Integrantes da Missão das Nações Unidas no Mali (Minusma) reuniram-se quinta-feira com Ibrahim Boubacar Keita e outras personalidades detidas pela junta militar. O ministro das Finanças e Economia e um familiar próximo a Keita terão sido libertados, de acordo com uma fonte da junta militar.
Desde as primeiras horas do golpe militar de 18 de agosto, a CEDEAO condenou fortemente a ação dos militares rebeldes.
"Efeito dominó”
Seidik Abba, jornalista e escritor especializado na África Ocidental, acredita que a atitude da CEDEAO mostra o medo de uma espécie de "efeito dominó” pela região - com instabilidade política nos países vizinhos ao Mali.
Abba sublinha a situação pré-eleitoral "complicada” na Guiné Conacri, tensões pré-eleitorais também na Costa do Marfim e uma grave situação de insegurança no Níger. "Assim, existem situações de tensão na sub-região e a CEDEAO, ao agir desta forma, quis desencorajar todas estas tentativas que possam surgir noutros países”, sugere Abba em entrevista à DW África.
Já o ex-presidente da Assembleia Nacional do Burkina Faso, Mélégué Traoréque, não acredita que haja um "efeito contágio". "Não, não creio que tenha um efeito imediato no Burkina Faso. Não me parece. O que aconteceu foi muito malinense. Penso que não terá quaisquer repercussões no Burkina Faso ou no Níger, que são os dois países vizinhos", diz Traoré à DW África.
Os Estados Unidos suspenderam toda a cooperação com os militares do Mali até que a situação seja esclarecida. Os governos norte-americano e de outros países condenaram o golpe militar. O enviado dos Estados Unidos para a região do Sahel, Peter Pham, reiterou que os EUA condenam a queda de Keita, mas salientou que uma decisão sobre a designação formal às "ações de um golpe" deve passar por uma revisão jurídica.
Entenda a crise no Mali
Dezenas de milhares de pessoas protestam na capital Bamako desde junho contra o Governo do Presidente Ibrahim Boubacar Keita. A coligação M5-RFP, composta por grupos da oposição e da sociedade civil, organizou os primeiros protestos em massa a 5 e 19 de junho.
A 10 de julho ocorreu a terceira grande manifestação contra o Governo, apontada como a mais violenta desde 2012. Segundo o Governo, 11 pessoas morreram em três dias. A MINUSMA, por sua vez, contabiliza 14 manifestantes mortos, enquanto o M5-RFP relata 23.
Os motivos apontados para a crise política são a instabilidade da segurança no centro e norte do país, a estagnação económica e a corrupção. Considera-se, no entanto, que o episódio que inflamou o movimento de contestação foi a invalidação pelo Tribunal Constitucional de cerca de 5,2% dos votos expressos nas eleições legislativas. A decisão anulou os resultados provisórios de 31 dos 147 assentos no Parlamento e acabou por aumentar a representação do partido de Keita em dez lugares.

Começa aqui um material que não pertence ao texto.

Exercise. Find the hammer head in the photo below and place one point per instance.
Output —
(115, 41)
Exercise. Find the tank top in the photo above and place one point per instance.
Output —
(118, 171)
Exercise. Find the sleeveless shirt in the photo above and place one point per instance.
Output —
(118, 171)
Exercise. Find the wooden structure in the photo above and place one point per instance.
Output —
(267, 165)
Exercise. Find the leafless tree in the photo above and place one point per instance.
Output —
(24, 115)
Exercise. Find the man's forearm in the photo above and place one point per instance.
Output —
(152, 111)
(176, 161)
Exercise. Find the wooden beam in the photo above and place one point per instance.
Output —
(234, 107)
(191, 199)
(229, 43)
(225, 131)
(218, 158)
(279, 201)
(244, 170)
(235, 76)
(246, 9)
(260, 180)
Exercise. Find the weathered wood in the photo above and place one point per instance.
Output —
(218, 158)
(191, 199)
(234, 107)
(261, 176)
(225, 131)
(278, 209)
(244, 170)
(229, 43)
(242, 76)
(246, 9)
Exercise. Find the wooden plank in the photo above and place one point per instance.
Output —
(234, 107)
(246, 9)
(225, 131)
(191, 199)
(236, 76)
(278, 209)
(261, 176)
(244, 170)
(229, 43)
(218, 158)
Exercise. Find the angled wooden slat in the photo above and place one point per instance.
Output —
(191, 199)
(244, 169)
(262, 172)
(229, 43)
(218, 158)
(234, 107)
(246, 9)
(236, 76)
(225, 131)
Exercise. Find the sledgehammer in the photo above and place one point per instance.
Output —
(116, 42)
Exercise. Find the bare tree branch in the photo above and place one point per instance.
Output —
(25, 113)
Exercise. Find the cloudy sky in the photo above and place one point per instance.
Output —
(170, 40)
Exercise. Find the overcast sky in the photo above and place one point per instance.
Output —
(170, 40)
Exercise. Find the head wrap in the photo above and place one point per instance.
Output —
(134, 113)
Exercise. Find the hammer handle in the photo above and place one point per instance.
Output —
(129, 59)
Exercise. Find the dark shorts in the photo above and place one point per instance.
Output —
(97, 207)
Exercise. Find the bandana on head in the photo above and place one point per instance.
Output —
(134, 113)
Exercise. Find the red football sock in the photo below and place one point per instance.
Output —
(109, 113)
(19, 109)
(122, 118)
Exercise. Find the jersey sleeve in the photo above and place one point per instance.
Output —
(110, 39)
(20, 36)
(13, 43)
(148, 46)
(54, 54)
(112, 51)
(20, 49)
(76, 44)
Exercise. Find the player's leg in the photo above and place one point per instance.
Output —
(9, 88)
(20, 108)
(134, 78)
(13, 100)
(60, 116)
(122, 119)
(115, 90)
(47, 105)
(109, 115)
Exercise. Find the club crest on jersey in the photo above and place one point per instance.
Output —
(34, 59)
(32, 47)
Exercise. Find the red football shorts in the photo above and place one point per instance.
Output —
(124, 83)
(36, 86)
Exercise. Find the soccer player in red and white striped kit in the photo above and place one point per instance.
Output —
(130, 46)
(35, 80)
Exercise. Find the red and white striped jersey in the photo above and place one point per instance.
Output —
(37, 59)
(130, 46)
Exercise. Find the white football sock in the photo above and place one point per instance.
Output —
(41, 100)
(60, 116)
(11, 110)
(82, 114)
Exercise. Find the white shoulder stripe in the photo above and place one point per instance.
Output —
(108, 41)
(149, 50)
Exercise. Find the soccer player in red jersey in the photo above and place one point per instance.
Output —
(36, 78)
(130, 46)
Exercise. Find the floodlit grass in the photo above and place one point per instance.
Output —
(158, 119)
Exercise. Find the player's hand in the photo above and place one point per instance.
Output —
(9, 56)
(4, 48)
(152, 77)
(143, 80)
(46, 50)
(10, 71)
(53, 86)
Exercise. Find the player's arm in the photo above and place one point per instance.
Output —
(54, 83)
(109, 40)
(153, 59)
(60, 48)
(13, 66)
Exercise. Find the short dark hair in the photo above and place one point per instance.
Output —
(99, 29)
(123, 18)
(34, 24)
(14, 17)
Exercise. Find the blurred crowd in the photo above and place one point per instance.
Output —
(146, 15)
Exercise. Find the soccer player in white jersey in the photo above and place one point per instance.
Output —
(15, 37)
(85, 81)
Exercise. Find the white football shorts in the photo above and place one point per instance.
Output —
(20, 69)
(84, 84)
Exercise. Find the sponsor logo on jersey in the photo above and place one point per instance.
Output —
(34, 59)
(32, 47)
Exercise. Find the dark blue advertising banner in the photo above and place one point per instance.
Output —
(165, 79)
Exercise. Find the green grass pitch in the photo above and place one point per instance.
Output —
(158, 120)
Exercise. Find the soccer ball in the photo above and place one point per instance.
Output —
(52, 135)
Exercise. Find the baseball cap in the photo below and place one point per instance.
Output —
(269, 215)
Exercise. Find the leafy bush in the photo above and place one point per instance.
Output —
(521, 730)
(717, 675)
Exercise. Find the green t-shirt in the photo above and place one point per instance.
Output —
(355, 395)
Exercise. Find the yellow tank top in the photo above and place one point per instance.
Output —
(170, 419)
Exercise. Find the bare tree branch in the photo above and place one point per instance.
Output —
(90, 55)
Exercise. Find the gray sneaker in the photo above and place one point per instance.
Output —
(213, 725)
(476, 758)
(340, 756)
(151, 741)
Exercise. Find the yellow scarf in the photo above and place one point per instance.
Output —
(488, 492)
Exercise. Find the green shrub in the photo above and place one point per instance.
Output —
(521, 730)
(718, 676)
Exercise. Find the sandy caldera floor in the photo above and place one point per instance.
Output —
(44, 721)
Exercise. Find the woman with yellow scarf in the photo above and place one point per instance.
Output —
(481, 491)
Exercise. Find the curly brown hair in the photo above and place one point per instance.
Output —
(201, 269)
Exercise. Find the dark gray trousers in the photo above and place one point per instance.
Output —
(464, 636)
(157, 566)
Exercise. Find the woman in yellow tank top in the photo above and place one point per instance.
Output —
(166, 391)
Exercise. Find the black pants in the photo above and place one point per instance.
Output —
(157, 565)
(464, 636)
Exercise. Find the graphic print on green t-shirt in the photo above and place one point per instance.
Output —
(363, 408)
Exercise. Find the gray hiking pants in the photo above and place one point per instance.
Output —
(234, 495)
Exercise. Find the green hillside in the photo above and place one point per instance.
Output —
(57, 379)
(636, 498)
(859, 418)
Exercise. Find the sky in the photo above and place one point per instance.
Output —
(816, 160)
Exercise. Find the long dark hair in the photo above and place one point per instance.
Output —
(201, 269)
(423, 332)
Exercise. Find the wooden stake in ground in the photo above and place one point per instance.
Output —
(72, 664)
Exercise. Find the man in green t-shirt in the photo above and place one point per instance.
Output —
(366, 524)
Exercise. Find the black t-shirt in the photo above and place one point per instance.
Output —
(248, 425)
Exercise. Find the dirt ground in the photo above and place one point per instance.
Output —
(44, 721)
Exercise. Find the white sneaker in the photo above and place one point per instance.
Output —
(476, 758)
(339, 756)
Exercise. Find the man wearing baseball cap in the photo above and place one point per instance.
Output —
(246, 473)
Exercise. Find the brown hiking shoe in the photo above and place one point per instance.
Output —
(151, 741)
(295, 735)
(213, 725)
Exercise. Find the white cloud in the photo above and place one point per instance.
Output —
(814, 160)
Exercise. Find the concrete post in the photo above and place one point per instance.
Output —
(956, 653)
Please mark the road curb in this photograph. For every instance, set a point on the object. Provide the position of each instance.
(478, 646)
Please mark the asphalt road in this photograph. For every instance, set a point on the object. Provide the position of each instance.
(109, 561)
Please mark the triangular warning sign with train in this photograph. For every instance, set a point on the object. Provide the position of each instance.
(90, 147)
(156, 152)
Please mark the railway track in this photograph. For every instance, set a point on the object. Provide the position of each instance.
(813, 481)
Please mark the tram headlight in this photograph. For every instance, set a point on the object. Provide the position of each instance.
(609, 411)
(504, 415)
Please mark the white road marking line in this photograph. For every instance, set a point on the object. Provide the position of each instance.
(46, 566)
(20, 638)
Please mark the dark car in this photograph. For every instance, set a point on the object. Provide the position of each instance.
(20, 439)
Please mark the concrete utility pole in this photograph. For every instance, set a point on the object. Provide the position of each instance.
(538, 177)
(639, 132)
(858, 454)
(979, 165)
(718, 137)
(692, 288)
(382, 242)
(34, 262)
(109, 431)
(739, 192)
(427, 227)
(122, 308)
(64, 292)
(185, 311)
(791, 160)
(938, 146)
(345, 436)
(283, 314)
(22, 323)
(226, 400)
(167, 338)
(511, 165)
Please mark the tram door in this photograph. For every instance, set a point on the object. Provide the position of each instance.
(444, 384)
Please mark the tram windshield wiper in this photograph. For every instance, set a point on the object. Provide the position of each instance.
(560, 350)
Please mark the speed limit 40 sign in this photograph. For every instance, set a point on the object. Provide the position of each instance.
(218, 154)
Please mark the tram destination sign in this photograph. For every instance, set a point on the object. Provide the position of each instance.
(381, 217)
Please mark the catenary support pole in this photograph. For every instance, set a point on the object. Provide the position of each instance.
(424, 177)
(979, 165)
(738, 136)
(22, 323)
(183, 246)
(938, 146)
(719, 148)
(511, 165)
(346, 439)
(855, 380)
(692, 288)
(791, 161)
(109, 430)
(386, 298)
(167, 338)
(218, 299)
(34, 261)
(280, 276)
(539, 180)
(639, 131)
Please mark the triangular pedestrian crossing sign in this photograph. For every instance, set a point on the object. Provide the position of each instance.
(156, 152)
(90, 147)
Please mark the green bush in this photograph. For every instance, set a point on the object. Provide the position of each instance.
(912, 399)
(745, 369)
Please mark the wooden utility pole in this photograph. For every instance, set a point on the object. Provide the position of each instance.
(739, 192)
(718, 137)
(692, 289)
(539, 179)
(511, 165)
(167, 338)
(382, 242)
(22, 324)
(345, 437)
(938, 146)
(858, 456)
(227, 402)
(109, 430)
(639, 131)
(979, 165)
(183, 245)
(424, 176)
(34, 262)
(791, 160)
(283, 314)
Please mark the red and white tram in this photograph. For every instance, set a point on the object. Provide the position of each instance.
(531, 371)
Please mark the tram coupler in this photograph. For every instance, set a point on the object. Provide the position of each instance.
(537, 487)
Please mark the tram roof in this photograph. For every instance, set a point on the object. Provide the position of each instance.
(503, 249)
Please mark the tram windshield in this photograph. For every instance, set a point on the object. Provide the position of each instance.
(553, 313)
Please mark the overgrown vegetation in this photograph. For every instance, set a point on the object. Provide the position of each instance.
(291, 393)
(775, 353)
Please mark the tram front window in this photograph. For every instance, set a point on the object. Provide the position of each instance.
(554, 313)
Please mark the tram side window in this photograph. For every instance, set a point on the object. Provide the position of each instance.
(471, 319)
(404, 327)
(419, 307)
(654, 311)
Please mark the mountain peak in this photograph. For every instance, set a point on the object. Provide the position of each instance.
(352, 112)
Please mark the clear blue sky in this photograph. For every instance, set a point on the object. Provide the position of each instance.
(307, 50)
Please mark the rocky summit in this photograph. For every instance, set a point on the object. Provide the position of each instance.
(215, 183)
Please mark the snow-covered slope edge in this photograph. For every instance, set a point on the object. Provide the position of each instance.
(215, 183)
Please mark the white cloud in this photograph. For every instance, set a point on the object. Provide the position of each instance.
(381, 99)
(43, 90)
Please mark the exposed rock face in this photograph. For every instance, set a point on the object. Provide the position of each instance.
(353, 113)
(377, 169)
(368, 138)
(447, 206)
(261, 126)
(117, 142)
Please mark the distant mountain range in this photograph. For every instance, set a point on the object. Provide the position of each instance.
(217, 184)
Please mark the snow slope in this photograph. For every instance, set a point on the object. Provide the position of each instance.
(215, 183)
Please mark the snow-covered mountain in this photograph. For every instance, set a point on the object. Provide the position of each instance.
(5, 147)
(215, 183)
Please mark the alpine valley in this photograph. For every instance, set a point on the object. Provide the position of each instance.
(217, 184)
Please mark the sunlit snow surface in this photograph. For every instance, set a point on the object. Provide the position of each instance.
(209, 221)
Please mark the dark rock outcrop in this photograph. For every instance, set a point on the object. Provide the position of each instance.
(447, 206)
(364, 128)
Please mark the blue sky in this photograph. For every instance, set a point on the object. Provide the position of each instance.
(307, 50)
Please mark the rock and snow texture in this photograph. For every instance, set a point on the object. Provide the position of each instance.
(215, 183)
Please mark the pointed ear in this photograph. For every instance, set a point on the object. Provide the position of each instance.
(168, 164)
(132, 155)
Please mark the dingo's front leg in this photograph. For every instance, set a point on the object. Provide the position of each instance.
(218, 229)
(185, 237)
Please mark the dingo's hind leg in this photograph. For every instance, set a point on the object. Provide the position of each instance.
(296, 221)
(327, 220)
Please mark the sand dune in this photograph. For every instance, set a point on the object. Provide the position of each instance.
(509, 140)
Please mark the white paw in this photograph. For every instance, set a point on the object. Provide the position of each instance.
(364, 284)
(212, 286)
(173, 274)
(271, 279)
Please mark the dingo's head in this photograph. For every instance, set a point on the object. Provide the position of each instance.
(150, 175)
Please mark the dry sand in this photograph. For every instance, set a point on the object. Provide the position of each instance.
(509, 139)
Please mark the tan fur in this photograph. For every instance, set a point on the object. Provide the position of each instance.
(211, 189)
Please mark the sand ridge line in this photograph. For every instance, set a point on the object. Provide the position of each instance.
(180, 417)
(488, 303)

Ibrahim Boubacar Keita foi eleito em 2013 e reeleito em 2018 para mais cinco anos. O M5-RFP o acusa de ter falhado na sua missão e apelou várias vezes à sua saída do poder. Após uma pausa nos protestos do M5-RFP e quando o Governo se movimentava para a formação de um governo de unidade nacional, a 18 de agosto de 2020, Keita sofreu um golpe de Estado e foi detido por militares rebeldes. A junta militar anunciou a pretensão de realizar eleições e uma "transição política civil".